[Date Prev][Date Next][Thread Prev][Thread Next][Date Index][Thread Index]
latest on the Richmond cluster
hi steven,
here is the latest.
the good news is the cluster seems to be working at some level. some
of the behavior is significantly different from before the upgrade
so we may still have some issues to resolve.
when i last left you i had submitted a large number of jobs (about
115) to run and left for chicago for thanksgiving. things had looked
good for smaller numbers of jobs. when i returned only the first 55
jobs had been run. the remaining ones were sitting in the batch queue
(used the bbq and atq commands to see this). even more strange was
that the first 55 jobs that got submitted were still running root
after 3 days!! i killed those jobs by hand (kill -9), the perl scripts
finished up, and the jobs in the batch queue remained there and never
got started. my questions are the following.
1. is the apparent limit of 55 jobs fixed? can we raise it? it seems
reasonable to run two jobs per machine (one per cpu). the 'atd -l '
command looks like it should work (according to the man page).

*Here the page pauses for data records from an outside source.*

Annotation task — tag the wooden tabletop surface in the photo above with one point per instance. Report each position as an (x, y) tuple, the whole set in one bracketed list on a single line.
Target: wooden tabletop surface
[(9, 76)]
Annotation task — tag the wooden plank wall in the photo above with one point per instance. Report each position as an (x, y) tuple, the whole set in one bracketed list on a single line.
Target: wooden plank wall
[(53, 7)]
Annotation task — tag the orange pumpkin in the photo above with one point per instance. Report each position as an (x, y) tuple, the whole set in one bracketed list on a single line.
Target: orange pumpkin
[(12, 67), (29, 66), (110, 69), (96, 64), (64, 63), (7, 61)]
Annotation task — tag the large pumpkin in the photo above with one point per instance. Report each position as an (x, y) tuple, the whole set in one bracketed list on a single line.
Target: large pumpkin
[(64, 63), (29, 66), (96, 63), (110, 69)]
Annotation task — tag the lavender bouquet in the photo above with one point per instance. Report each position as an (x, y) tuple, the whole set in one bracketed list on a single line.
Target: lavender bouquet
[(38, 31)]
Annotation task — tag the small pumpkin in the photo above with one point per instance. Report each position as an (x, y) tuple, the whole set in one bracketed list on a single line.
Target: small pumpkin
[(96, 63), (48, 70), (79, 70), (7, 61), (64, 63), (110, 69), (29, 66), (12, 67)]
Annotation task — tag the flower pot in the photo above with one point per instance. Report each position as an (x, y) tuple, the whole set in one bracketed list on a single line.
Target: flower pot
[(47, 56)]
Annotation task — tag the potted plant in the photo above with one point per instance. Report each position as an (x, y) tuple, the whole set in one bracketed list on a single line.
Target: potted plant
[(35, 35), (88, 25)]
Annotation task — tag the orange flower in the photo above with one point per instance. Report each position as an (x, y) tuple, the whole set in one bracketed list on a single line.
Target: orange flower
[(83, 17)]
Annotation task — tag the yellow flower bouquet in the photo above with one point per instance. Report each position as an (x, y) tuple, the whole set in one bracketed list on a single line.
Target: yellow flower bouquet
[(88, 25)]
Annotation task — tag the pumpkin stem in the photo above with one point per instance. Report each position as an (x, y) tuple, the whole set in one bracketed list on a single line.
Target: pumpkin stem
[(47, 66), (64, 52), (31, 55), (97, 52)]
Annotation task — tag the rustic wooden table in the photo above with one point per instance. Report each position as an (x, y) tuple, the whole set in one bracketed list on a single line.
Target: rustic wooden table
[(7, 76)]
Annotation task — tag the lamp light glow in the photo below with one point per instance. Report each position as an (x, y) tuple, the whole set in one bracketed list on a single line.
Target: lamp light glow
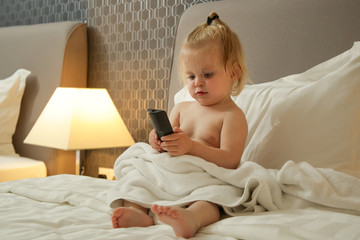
[(80, 118)]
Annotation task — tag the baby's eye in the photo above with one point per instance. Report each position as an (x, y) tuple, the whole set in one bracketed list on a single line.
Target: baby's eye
[(191, 77), (208, 75)]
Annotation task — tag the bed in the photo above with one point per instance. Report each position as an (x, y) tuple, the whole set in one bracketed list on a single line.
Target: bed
[(34, 61), (299, 175)]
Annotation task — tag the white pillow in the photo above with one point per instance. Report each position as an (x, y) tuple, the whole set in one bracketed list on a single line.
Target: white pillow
[(11, 91), (313, 116)]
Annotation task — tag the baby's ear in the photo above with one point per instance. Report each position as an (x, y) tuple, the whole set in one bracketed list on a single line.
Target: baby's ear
[(235, 71)]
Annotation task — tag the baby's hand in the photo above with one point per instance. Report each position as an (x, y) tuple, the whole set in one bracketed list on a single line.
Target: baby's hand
[(154, 141), (178, 143)]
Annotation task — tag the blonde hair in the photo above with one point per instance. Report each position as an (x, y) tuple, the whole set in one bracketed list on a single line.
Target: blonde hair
[(232, 49)]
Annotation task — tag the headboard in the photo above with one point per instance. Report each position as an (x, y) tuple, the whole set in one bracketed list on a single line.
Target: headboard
[(56, 55), (279, 37)]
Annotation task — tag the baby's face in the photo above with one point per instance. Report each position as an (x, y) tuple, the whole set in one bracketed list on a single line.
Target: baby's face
[(205, 74)]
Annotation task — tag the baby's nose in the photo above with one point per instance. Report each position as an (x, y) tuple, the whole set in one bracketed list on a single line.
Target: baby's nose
[(199, 81)]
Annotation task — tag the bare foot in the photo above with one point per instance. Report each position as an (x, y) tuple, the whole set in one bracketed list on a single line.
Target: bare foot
[(124, 217), (180, 219)]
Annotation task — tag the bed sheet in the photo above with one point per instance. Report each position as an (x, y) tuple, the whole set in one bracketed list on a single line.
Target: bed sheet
[(15, 167), (75, 207)]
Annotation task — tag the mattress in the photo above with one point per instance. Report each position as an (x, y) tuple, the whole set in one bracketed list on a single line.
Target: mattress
[(75, 207)]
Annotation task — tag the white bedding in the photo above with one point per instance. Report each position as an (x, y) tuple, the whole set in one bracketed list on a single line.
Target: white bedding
[(15, 167), (74, 207), (146, 176)]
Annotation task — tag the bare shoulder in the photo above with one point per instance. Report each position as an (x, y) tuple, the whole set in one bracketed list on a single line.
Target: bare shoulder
[(236, 114), (177, 110), (181, 106)]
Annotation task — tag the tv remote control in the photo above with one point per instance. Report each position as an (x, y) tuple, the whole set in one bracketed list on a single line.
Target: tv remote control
[(161, 122)]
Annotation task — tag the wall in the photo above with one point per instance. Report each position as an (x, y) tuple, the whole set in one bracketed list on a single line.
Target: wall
[(130, 50)]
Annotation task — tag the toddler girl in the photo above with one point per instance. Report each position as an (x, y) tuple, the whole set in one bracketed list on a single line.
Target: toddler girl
[(213, 127)]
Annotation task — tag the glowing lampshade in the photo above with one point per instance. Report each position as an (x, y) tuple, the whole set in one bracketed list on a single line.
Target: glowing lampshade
[(80, 118)]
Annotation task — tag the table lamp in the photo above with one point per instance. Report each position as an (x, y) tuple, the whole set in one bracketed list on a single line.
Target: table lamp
[(77, 119)]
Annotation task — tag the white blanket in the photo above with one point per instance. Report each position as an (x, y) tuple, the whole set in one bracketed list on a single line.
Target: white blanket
[(147, 177)]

2. after i killed the long-running root executables, i thought the
queued up jobs would get submitted, but they didn't. do you have any
idea why?
3. i noticed that root found no good events even when it ran
successfully with a smaller number of submitted jobs. this is
mysterious since this code and these scripts worked before the
upgrade. i will investigate this problem this week. if you have any
ideas, please let me know.
4. the last problem i'm having is that i submitted some jobs tonight
(sunday) and they immediately go into the 'b' queue and don't get
submitted. they are listed under the atq command, but do not appear
when i execute the bbq command. this i don't understand.
let me know what you think.
jerry
--
Dr. Gerard P. Gilfoyle
Physics Department e-mail: ggilfoyl@richmond.edu
University of Richmond, VA 23173 phone: 804-289-8255
USA fax: 804-289-8482